Market Analysis

With little expected to change on this year’s October crop report, the USDA’s modest decrease in its US soybean yield lead to a dramatic post-report rally that spread into the grains. With many expecting higher yields on this month’s crop update, investor short-covering set off speculative bean buying above November’s fall high pushing prices to their loftiest level since August 1. This fall’s slow US harvest west of Mississippi River and hot and dry conditions in Brazil’s largest province, Mato Grasso, delaying bean plantings may have lent some background support to the post-report price action, too.

The USDA decreased its bean yield by 0.4 bu to 49.5 bu, and 16 million bu. below the trade’s output expectations (the 4th year below the trade’s average). However, beans’ 2017 harvested area was upped by 740,000 acres because of excessive spring rainfall delaying and eventually switching corn acres to beans. These added acres made up for October’s reduced yield keeping 2017’s crop at 4.431 billion bu., unchanged. The USDA didn’t adjust its 2017/18 demand levels this month, but last month’s 44 million lower 2016/17 ending stocks carried through for a smaller 430 million bu. stocks this month, below expectations, too. 

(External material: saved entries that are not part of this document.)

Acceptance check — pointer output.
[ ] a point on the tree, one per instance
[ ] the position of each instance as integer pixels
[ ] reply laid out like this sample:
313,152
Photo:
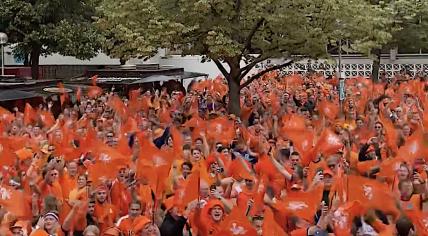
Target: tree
408,26
233,31
43,27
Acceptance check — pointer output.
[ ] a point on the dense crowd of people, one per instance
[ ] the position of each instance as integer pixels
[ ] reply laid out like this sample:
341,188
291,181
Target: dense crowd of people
298,160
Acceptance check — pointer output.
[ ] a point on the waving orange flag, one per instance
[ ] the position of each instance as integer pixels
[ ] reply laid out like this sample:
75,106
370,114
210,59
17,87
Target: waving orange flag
372,193
191,190
270,226
420,221
329,109
344,215
302,204
47,118
94,92
14,201
236,223
329,143
118,106
293,122
29,114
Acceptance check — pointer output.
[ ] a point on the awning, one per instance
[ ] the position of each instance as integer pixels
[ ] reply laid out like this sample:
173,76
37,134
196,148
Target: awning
164,78
12,94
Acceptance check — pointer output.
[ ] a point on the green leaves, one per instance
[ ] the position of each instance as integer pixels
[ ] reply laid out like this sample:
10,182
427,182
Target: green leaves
57,26
232,29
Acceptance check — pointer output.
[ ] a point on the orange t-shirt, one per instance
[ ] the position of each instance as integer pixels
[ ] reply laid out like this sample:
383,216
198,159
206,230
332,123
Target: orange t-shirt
106,214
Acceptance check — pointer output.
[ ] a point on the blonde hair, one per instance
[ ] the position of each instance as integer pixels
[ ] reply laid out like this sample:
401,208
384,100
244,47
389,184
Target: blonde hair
92,228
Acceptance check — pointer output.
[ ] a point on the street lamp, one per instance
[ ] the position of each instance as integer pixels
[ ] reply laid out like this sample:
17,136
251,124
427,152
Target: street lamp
3,41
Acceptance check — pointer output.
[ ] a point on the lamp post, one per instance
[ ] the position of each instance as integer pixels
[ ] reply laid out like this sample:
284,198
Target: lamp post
3,41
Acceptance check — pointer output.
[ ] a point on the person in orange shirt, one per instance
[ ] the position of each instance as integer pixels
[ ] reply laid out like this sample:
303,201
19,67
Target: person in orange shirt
105,212
119,191
50,186
48,225
209,218
129,224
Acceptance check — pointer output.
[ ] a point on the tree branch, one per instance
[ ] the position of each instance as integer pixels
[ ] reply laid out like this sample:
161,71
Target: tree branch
221,67
247,68
261,73
252,33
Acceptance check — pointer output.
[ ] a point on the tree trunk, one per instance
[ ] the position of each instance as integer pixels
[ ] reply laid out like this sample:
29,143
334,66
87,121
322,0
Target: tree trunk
35,59
26,61
234,105
376,64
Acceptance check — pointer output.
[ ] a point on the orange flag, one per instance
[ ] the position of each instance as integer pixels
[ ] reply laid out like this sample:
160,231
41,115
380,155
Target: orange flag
118,106
391,134
94,80
372,193
191,190
344,215
104,170
329,143
79,94
413,148
63,97
29,114
389,167
14,201
329,109
302,204
236,223
270,226
47,118
177,140
293,122
6,115
94,91
420,221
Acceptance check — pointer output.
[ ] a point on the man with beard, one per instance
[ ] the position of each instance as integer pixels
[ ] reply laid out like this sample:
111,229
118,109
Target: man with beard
105,212
128,224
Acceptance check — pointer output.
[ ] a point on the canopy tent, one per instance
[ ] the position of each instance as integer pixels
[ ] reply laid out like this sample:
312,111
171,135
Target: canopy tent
13,94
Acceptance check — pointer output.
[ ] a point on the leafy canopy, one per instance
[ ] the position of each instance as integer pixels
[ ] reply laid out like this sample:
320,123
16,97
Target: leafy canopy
231,30
53,26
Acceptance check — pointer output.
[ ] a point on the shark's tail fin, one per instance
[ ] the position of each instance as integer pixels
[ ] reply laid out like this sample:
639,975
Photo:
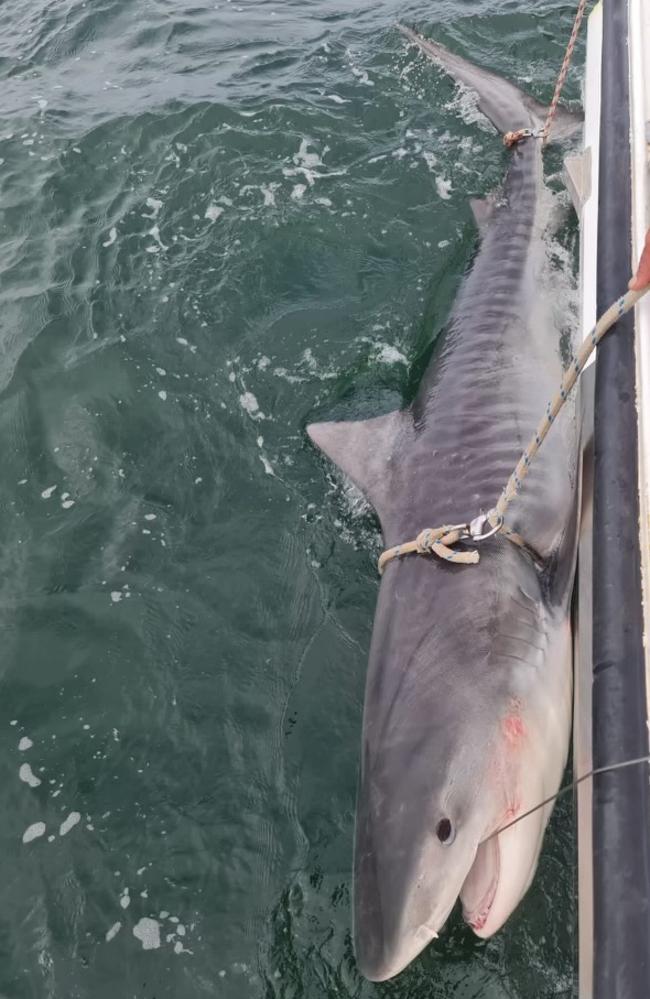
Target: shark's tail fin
507,107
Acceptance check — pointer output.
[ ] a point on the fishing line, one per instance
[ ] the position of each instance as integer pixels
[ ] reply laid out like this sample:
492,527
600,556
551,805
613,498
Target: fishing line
571,787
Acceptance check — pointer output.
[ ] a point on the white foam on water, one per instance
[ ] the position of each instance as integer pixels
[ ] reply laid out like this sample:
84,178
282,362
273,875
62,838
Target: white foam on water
430,159
147,932
465,103
155,205
305,163
34,831
268,193
27,775
444,188
69,823
154,232
249,403
389,354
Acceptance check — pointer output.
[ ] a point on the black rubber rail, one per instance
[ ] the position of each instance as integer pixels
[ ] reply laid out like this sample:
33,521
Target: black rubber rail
621,803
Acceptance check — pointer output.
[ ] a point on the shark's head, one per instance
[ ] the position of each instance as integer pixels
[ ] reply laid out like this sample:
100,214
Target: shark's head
452,756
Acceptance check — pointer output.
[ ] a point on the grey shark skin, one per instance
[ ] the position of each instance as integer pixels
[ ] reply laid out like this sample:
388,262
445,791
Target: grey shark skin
468,697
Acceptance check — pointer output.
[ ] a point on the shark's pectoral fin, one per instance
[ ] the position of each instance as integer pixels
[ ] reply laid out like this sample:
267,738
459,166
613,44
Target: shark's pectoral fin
483,210
365,451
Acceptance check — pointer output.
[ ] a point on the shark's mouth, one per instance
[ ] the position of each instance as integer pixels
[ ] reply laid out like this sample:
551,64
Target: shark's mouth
480,886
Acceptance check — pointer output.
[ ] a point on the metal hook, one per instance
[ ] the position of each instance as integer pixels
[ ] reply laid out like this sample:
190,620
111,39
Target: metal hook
477,527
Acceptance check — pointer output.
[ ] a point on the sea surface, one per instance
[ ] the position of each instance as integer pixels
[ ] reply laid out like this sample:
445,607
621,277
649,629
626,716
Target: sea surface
217,222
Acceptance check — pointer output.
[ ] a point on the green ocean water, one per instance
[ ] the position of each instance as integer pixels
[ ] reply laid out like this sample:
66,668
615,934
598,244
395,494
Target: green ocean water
217,222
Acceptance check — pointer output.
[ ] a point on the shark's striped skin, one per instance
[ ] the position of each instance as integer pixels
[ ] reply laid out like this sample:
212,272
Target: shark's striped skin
468,696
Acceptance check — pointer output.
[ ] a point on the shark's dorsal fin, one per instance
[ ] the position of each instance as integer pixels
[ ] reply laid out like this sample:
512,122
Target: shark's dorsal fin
365,451
506,106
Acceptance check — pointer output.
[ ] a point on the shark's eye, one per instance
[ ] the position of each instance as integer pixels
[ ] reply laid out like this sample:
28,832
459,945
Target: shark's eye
445,832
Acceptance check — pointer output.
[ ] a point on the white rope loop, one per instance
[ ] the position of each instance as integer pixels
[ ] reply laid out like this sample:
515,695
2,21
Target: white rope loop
438,541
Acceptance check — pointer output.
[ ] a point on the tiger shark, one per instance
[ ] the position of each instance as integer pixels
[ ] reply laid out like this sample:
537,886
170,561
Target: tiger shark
467,710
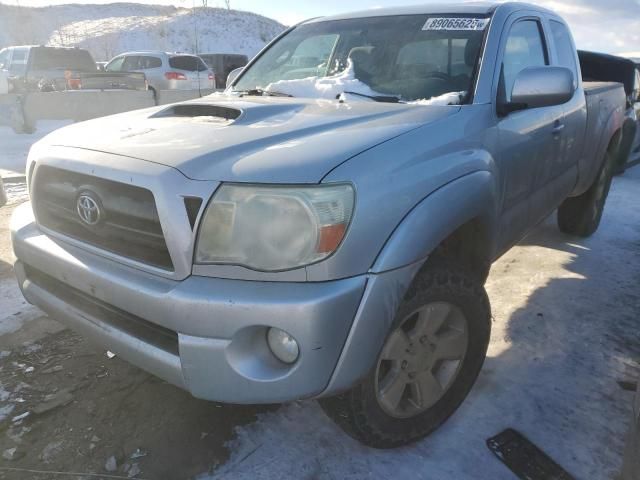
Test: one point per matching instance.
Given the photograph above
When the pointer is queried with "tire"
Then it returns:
(363, 413)
(581, 215)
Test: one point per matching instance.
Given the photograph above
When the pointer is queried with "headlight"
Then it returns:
(274, 228)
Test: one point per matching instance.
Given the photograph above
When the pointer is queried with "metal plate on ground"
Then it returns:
(524, 458)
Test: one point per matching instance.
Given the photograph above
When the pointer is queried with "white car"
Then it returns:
(4, 82)
(166, 71)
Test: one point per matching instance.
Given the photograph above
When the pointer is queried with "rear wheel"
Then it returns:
(581, 215)
(427, 366)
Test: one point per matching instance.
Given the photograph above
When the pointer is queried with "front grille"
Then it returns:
(135, 326)
(126, 219)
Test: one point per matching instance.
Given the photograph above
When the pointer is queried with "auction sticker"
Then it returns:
(456, 23)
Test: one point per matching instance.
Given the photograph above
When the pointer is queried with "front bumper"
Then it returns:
(203, 334)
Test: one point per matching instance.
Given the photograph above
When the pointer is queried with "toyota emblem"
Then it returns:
(88, 209)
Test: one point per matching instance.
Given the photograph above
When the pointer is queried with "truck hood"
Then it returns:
(250, 139)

October’s corn yield increase was larger-than-expected by 1.7 bu. to 171.8 bu. which boosted 2017/18 crop size to 14.28 billion bu., 76 million larger than the trade’s average estimate. However, the USDA also sliced 377,000 acres from this feedgrain’s harvested area curtailing this month’s overall corn crop increase to 96 million bu. After last month’s smaller 55 million carryover supplies because of strong feed demand, corn’s overall supplies only rose by about 40 million bu. to 16.625 billion. The USDA also upped its new crop feed and industrial demand by 35 million so this month’s corn ending stocks increased only 5 million bu. despite 96 million larger crop.